La France est le pays d’Europe où réside la plus importante population juive. Les Juifs représentent entre 450 et 550 000 personnes selon les auteurs et les définitions, soit moins de 1 % de la population française, mais subissent entre un tiers et la moitié des actes identifiés comme « racistes » : assassinats, meurtres, violences et agressions physiques, verbales et écrites, dégradations de bâtiments, profanations de cimetières.

Dans l’ensemble, l’antisémitisme semble reculer dans la population française alors qu’il se renforce dans trois groupes responsables de l’augmentation considérable et constante des actes antisémites :

  • une extrême droite minoritaire composée de nombreux groupuscules actifs et très présente sur l’Internet mais qui ne s’attaque pas aux personnes ;
  • une extrême gauche et une gauche « antisioniste » chez qui la haine d’Israël est le masque ténu d’un antisémitisme historique ;
  • une population musulmane entretenue dans un antisémitisme culturel profondément enraciné [1].
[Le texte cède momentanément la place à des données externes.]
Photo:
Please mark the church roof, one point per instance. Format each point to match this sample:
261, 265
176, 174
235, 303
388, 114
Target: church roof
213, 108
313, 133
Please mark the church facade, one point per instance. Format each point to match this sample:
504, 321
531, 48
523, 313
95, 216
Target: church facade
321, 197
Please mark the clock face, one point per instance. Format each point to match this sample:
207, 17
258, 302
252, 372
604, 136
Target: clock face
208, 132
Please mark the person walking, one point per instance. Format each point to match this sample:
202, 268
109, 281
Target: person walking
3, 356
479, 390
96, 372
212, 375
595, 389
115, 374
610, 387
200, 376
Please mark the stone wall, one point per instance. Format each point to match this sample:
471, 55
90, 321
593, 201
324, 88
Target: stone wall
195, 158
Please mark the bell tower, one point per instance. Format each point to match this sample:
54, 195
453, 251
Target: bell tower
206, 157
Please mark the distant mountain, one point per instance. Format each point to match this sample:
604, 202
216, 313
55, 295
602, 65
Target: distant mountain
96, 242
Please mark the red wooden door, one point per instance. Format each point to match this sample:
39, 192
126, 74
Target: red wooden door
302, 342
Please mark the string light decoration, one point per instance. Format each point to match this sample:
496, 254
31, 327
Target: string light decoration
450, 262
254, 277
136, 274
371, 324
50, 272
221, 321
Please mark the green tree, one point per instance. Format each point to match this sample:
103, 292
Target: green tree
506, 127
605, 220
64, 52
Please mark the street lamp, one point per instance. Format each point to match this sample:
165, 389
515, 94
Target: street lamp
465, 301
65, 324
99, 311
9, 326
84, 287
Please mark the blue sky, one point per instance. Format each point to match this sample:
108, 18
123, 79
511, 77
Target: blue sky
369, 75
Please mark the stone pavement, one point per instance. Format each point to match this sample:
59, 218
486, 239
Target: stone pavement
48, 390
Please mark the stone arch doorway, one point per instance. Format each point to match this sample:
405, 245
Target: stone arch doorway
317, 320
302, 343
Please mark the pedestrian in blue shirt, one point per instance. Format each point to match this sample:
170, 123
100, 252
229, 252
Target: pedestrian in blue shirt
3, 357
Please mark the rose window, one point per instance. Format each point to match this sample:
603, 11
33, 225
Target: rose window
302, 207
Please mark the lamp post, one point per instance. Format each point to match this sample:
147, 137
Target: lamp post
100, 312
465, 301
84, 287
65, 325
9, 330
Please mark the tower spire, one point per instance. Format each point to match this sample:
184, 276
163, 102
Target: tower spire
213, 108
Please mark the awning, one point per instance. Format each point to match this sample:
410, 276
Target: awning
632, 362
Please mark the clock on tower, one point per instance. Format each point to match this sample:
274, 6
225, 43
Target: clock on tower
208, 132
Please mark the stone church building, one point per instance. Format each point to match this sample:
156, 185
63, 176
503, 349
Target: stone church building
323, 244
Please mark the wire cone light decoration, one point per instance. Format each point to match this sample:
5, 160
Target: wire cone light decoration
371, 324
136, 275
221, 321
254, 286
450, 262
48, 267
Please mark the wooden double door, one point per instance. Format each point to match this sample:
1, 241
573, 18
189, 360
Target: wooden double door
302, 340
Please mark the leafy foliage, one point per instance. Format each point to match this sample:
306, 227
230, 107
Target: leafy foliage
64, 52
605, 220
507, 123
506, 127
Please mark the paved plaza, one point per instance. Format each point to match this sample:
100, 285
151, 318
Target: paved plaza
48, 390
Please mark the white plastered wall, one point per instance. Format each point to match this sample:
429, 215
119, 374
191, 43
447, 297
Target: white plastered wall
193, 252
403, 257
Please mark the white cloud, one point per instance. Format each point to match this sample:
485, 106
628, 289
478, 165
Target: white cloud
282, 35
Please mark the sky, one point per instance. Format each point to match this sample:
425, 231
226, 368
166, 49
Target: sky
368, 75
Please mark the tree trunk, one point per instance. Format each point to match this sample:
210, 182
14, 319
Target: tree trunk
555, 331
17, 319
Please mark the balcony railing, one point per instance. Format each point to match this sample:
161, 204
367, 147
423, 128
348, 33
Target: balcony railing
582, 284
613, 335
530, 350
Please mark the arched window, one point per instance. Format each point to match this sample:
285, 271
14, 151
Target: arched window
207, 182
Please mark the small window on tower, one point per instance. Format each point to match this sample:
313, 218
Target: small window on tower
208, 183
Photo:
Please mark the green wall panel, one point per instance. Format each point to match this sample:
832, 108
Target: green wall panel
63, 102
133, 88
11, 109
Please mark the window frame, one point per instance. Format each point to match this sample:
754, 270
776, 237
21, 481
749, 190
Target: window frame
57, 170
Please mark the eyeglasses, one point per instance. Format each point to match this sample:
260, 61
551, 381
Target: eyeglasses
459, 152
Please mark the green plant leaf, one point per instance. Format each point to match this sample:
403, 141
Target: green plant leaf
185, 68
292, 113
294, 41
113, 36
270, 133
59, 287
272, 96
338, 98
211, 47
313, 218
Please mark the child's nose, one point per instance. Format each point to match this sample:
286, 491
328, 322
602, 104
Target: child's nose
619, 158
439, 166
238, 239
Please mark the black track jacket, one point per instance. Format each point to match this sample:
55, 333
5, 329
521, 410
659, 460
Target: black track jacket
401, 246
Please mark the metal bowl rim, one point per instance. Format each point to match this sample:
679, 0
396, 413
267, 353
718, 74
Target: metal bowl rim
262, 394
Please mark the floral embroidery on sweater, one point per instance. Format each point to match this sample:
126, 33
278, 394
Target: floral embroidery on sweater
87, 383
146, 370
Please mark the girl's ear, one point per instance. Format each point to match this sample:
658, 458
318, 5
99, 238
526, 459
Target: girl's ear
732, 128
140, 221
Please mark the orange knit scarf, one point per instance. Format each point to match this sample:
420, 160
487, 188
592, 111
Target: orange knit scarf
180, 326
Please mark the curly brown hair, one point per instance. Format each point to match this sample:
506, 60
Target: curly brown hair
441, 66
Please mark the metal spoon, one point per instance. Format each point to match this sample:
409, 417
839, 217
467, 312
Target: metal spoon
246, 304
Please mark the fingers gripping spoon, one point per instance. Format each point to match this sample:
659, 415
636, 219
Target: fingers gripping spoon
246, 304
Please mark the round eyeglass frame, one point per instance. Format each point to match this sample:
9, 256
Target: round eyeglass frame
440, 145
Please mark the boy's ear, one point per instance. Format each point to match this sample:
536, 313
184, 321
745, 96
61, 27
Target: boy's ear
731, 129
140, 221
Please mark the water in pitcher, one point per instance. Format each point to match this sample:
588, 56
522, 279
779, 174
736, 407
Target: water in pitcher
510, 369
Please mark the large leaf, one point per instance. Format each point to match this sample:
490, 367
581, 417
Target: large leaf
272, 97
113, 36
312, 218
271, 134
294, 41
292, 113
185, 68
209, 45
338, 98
Le climat social tendu en France depuis plusieurs années ajoute à la recherche de boucs émissaires et d’ennemis communs. L’antisémitisme crée un pont entre ces trois groupes pour lesquels les Juifs jouent ce double rôle traditionnel. Il s’exprime dans tous les espaces sociaux, notamment dans l’institution scolaire. L’Internet joue un rôle déterminant dans sa diffusion.

Malgré une prise de conscience tardive de l’importance du phénomène antisémite par les pouvoirs publics et la société civile, les agressions contre les Juifs se multiplient et surtout se banalisent. La tendance au double déni de la responsabilité de l’extrême gauche antisioniste, d’une part, et de certains groupes islamiques, d’autre part, reste profondément ancrée dans la société française pour des raisons culturelles et électorales.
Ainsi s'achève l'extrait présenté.